With the fishermen and the life on the river, the beautiful barges with their own life on board, the tugs with their smokestacks that folded back to pass under the bridges, pulling a tow of barges, the great plain trees on the stone banks of the river, the elms and sometimes the poplars, I could never be lonely along the river. With so many trees in the city, you could see the spring coming each day until a night of warm wind would bring it suddenly in one morning. Sometimes the heavy cold rains would beat it back so that it would seem that it would never come and that you were losing a season out of your life. This was the only truly sad time in Paris because it was unnatural. You expected to be sad in the fall. Part of you died each year when the leaves fell from the trees and their branches were bare against the wind and the cold, wintry light. But you knew there would always be the spring, as you knew the river would flow again after it was frozen. When the cold rains kept on and killed the spring, it was as though a young person had died for no reason.

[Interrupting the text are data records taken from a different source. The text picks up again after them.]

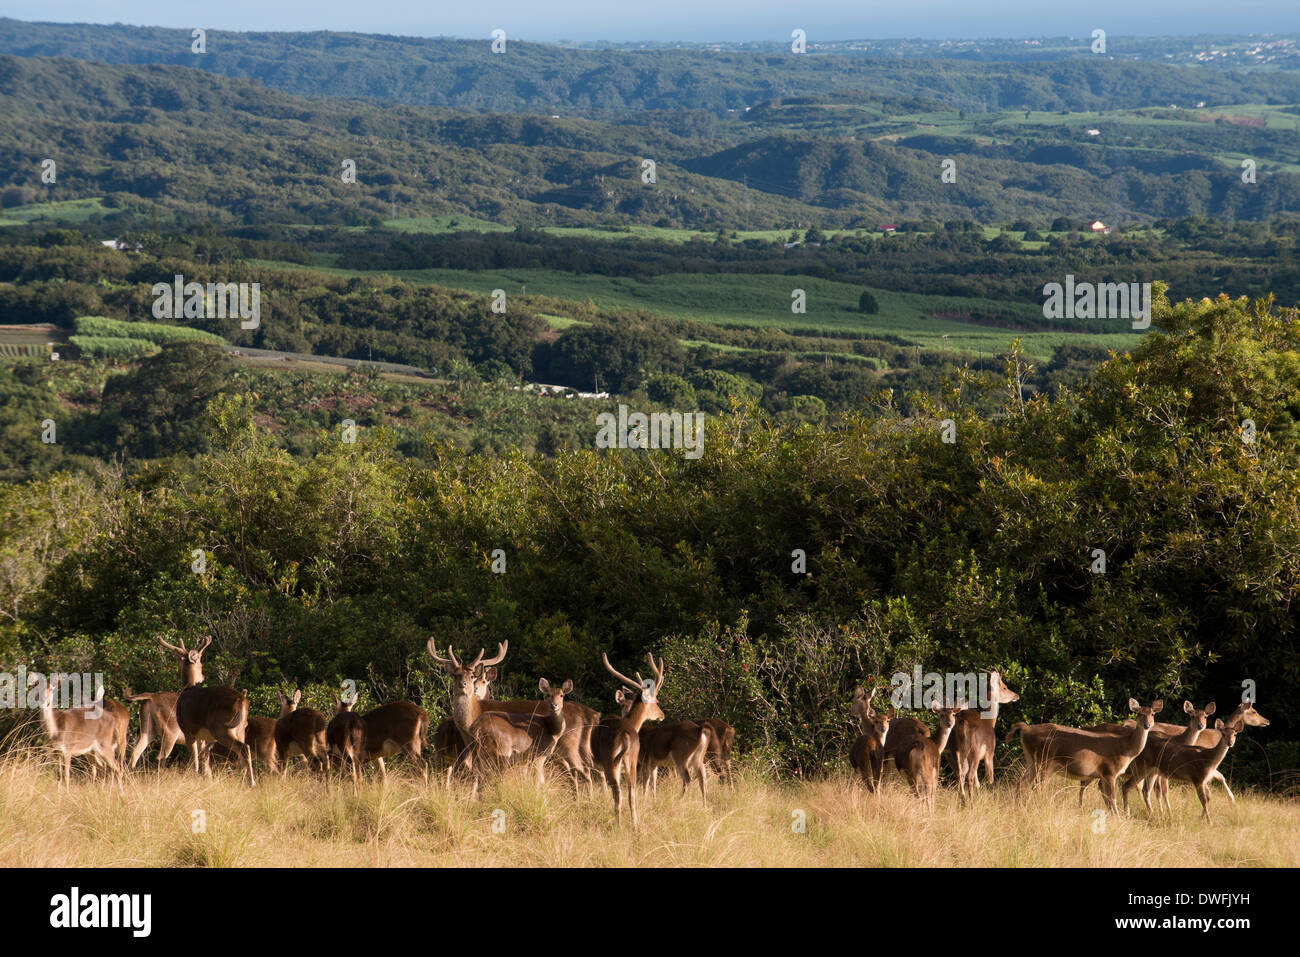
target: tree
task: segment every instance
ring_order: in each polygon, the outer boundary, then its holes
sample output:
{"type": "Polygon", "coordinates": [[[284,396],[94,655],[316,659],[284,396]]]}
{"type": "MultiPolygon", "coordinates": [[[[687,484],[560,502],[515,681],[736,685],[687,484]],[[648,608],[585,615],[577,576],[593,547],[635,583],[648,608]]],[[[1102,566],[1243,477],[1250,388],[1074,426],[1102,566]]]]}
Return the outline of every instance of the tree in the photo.
{"type": "Polygon", "coordinates": [[[876,303],[876,297],[869,292],[864,292],[858,297],[858,312],[874,316],[880,311],[880,306],[876,303]]]}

A Moveable Feast truly set the stage for our Paris experience later that year. We saw Hemingway’s house, made two pilgrimages to Shakespeare and Company, picnicked by the Seine, saw a sunset that made people drop everything they were doing to flock to the bridges — and we saw all the light of the city and what it meant to be in love and to have friends there. Hemingway also influenced the rest of our stay in DC, making us see more paintings, beguiling us to the George and Ira Gershwin exhibition at the Library of Congress, and sending us to F Scott Fitzgerald’s resting place at Rockville. I wouldn’t have done any of this if not for Tobias Wolff and the stars were now well and truly aligned.
Now, rereading A Moveable Feast, I realise how much the promise of Europe meant to my first read. There was some anticipation, a sense of knowing that such beauty was within reach, that gave it more colour. This reread, on the other hand, is tinged with longing. I also know what happened to Hemingway and Hadley, which makes it slightly sadder. It is not the unabashed love letter to Paris that I remember.
Hadley and I had become too confident in each other and careless in our confidence and pride. In the mechanics of how this was penetrated I have never tried to apportion the blame, except my own part, and that was clearer all my life. The bulldozing of three people’s hearts to destroy one happiness and build another and the love and the good work and all that came out of it is not part of this book. I wrote it and left it out. It is a complicated, valuable and instructive story. How it all ended, finally, has nothing to do with this either. Any blame in that was mine to take and possess and understand.
Hemingway was by no means a role model. He was as deeply flawed as any of us and held outdated notions of masculinity. He had his prejudices and didn’t shy away from airing them. In this, I continue to be intrigued; I don’t read every scrap about the Lost Generation with the fervour that had seized me then, but with a more mellow kind of attraction that has had four years to take root and grow. Their pain is almost personal: what was it like to fight a war, recover and grow giddy in Paris, struggle with relationships, see more economic hardship, then another war? Yet, their friendships seemed strong and their love boundless.
Even as I finish the last of the Paris sketches in the book, there is a void in my heart that will be a massive gaping hole tomorrow. I will nurse it quietly and sink my sorrows in a bottle of green nail polish with absinthe in its name.
PS. I wrote this post to the accompaniment of George Gershwin’s piece An American in Paris, give it a listen if you please.